Ao mesmo tempo, três novos indivíduos foram colocados na frente da tumba.
Cradic
notou que algumas joias encontradas nos três indivíduos intactos, como
tornozeleiras de contas de bronze e broches de metal, são idênticas aos
artefatos encontrados na pilha dos restos mortais no fundo da tumba, sugerindo
uma proximidade social entre esses dois grupos de pessoas que foram colocados
juntos. “No entanto, os três últimos provavelmente eram especialmente
importantes por causa da grande quantidade e riqueza excepcional de seus bens”,
aponta Cradic, “assim como o fato de que seus corpos não foram tocados depois
do sepultamento.”
Além
disso, a evidência física para uma possível desordem genética nos ossos ou
sangue dos restos mortais de vários dos indivíduos de ambas as fases sugere que
eles podem ser parentes, de acordo com a bioarqueóloga Rachel Kalisher, que
analisou os ossos.
Atualmente,
um estudo amplo de DNA está sendo feito em muitos indivíduos desenterrados em
Megido – tanto os da tumba “real” quanto aqueles com sepulturas menos
elaboradas de outras áreas da região. Os resultados do antigo DNA poderiam
revelar pela primeira vez se os habitantes “comuns” da cidade-estado canaanita
tinham a mesma origem da elite, diz Finkelstein.
Os
pesquisadores estão particularmente intrigados com a origem da classe dominante
de Megido, uma vez que a correspondência diplomática com o Egito no século 14
a.C. – seguindo a conquista de Tutmés 3º – revela que o rei de Megido daquela
época não tinha um nome semita (tradicionalmente canaanita), mas sim um nome
hurrita: Birydia.
Estudiosos
por muito tempo acreditaram que os hurritas eram um povo nômade da montanha que
surgiu na região entre o quarto e terceiro milênio a.C., e eventualmente
estabeleceram-se e adotaram a escrita cuneiforme. Novas escavações das cidades
hurritas, no entanto, revelam uma cultura avançada com uma linguagem e sistema
de crença distintos que pode ter tido um papel importante na formação das
primeiras cidades e estados do Oriente Próximo.
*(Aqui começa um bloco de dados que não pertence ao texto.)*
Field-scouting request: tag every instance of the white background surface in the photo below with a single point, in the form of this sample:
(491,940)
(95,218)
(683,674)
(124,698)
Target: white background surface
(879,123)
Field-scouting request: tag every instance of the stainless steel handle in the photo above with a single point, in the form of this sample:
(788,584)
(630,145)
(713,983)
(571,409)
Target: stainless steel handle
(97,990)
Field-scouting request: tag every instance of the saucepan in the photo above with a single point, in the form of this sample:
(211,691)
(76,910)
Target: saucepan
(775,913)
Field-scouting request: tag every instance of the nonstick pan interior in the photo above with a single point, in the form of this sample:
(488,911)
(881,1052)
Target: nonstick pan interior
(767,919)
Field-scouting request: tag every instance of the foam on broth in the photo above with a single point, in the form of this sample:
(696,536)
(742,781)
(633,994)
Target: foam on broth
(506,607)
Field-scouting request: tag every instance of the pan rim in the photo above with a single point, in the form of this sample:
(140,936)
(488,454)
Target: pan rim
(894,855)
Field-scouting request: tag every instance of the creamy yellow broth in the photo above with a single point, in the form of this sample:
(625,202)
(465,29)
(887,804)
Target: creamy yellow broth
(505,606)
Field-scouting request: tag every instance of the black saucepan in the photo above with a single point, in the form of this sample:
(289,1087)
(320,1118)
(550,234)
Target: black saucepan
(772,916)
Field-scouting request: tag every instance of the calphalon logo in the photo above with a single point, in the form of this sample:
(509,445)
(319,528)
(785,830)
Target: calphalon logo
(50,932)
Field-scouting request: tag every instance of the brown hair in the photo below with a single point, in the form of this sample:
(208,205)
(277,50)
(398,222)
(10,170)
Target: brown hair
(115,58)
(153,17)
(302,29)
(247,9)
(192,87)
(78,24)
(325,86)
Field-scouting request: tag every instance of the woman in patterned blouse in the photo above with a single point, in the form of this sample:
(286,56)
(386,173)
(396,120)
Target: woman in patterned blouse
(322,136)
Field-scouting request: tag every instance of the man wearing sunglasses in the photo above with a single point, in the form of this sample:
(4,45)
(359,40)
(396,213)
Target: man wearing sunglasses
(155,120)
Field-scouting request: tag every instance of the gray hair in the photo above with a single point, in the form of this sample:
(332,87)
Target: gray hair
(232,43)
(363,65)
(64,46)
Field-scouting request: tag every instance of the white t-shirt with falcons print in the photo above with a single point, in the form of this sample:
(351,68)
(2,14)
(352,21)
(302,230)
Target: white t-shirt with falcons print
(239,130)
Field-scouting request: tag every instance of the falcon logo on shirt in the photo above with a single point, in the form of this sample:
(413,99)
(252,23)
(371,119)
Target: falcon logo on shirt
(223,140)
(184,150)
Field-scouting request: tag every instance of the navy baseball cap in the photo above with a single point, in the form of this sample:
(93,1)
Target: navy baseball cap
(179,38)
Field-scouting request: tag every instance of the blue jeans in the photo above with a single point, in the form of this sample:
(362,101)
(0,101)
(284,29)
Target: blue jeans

Os resultados de DNA de
Megido podem, pela primeira vez, revelar o papel dos hurritas no governo das
cidades-estados canaanitas, assim como mudar nossa percepção sobre a população
de Canaã.
“Esses
estudos têm o potencial de revolucionar o que sabemos sobre a população de
Canaã”, diz Finkelstein, “antes do surgimento do mundo bíblico.”